A França pretende dispor de uma força terrestre “escorpionizada”, repleta de sensores digitais e viaturas interligadas em rede. Isso só se sustenta se as linhas de suprimento forem tão resilientes e modernas quanto as plataformas da linha de frente.

Caminhões novos contribuem de várias formas:

  • Disponibilidade: menos avarias e ciclos de manutenção mais previsíveis mantêm as unidades em movimento.
  • Proteção: cabines blindadas e melhor ergonomia aumentam a sobrevivência dos motoristas em rotas expostas.
  • Padronização: uma frota comum reduz a complexidade de treino e de peças em todo o Exército.
  • Interoperabilidade: caminhões modernos integram-se com mais facilidade a padrões da OTAN para sistemas de carga e comunicações.

O que “protegido” vs “não protegido” significa na prática

No jargão de defesa, um caminhão logístico “protegido” normalmente traz cabine blindada, possivelmente um piso resistente a minas e, por vezes, suportes para armamento. Ele destina-se a rotas contestadas, em que emboscadas, bombas à beira da estrada ou estilhaços de artilharia são ameaças reais.

Já um caminhão “não protegido” privilegia carga útil e eficiência. É mais leve, mais barato e mais simples de manter, operando em geral em áreas mais seguras na retaguarda. O programa francês combina os dois tipos para que comandantes ajustem custo, proteção e mobilidade conforme a missão.

Como isso pode funcionar num campo de batalha futuro

Imagine uma brigada francesa destacada para o Leste Europeu sob comando da OTAN. Unidades de tanques e veículos de combate de infantaria avançam como parte de uma força multinacional. Todos os dias, consumem milhares de litros de combustível e toneladas de munição.

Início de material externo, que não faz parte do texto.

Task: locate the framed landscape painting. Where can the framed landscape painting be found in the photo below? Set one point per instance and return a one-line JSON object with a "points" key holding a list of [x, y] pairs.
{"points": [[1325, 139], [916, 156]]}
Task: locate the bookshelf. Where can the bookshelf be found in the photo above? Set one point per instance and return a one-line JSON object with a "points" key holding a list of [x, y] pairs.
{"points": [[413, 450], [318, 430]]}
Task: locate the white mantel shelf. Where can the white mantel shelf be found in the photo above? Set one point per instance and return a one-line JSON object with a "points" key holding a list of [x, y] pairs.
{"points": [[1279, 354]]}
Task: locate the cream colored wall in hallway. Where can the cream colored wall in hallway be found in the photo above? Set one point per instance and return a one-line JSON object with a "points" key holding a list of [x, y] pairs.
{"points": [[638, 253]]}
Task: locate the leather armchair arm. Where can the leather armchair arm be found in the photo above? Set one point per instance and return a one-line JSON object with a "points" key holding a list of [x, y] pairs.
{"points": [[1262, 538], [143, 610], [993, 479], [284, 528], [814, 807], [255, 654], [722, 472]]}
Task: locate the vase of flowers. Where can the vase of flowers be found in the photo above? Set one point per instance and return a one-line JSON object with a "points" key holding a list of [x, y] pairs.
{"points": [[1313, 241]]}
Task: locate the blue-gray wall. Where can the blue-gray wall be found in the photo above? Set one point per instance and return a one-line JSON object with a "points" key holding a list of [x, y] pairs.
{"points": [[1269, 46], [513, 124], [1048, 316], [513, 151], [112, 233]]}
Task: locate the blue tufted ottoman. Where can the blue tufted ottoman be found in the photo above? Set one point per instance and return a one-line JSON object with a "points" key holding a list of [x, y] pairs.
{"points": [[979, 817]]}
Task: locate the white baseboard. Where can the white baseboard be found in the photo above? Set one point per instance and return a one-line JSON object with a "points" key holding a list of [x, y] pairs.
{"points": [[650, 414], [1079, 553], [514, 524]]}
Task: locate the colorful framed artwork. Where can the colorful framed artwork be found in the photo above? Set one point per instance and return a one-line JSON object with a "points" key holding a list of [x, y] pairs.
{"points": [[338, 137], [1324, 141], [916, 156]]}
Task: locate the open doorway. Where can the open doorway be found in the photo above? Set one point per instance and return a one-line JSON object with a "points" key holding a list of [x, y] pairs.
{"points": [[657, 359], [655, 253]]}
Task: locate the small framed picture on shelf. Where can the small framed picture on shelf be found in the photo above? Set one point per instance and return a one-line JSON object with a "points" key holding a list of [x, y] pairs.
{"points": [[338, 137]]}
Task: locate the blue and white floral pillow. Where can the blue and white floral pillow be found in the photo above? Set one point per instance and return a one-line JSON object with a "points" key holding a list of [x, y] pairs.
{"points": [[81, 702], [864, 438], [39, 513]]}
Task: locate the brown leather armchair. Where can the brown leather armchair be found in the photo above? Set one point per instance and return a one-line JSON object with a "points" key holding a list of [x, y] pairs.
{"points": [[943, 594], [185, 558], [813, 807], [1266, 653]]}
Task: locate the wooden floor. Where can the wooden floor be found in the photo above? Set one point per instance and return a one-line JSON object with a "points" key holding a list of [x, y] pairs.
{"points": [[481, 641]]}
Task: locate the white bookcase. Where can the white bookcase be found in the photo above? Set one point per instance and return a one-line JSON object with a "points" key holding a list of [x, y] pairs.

Novos comboios logísticos baseados no Zetros fariam a ligação entre terminais ferroviários ou áreas portuárias e pontos avançados de abastecimento. As variantes protegidas assumiriam o trecho final mais exposto, onde drones, artilharia e munições vagantes tornam as estradas perigosas. Versões menos protegidas trabalhariam mais atrás, maximizando a tonelagem transportada por dia.

Se um caminhão atingisse uma mina ou avariasse, variantes de recuperação poderiam removê-lo rapidamente, enquanto veículos sobressalentes manteriam o fluxo. Plataformas padronizadas e peças comuns encurtariam o tempo em que um caminhão danificado fica fora de circulação.

Riscos e questões em aberto

O programa ainda tem riscos. Uma eventual disputa judicial por parte de concorrentes derrotados pode atrasar pedidos subsequentes. Gargalos industriais - sobretudo se a procura por caminhões civis aumentar - também podem mexer no calendário de entregas.

Além disso, permanece a dúvida sobre como o Exército Francês vai integrar esses veículos a novos sistemas digitais de logística. Sem software robusto de rastreamento e planeamento, mesmo uma frota moderna pode ser empregada de forma ineficiente.

Ainda assim, a escolha estratégica já foi feita. Desta vez, a logística - normalmente a parte silenciosa da política de defesa - recebeu um investimento grande e de longo prazo, com milhares de novos caminhões assegurados e um plano industrial que combina a força fabril alemã com a experiência militar francesa.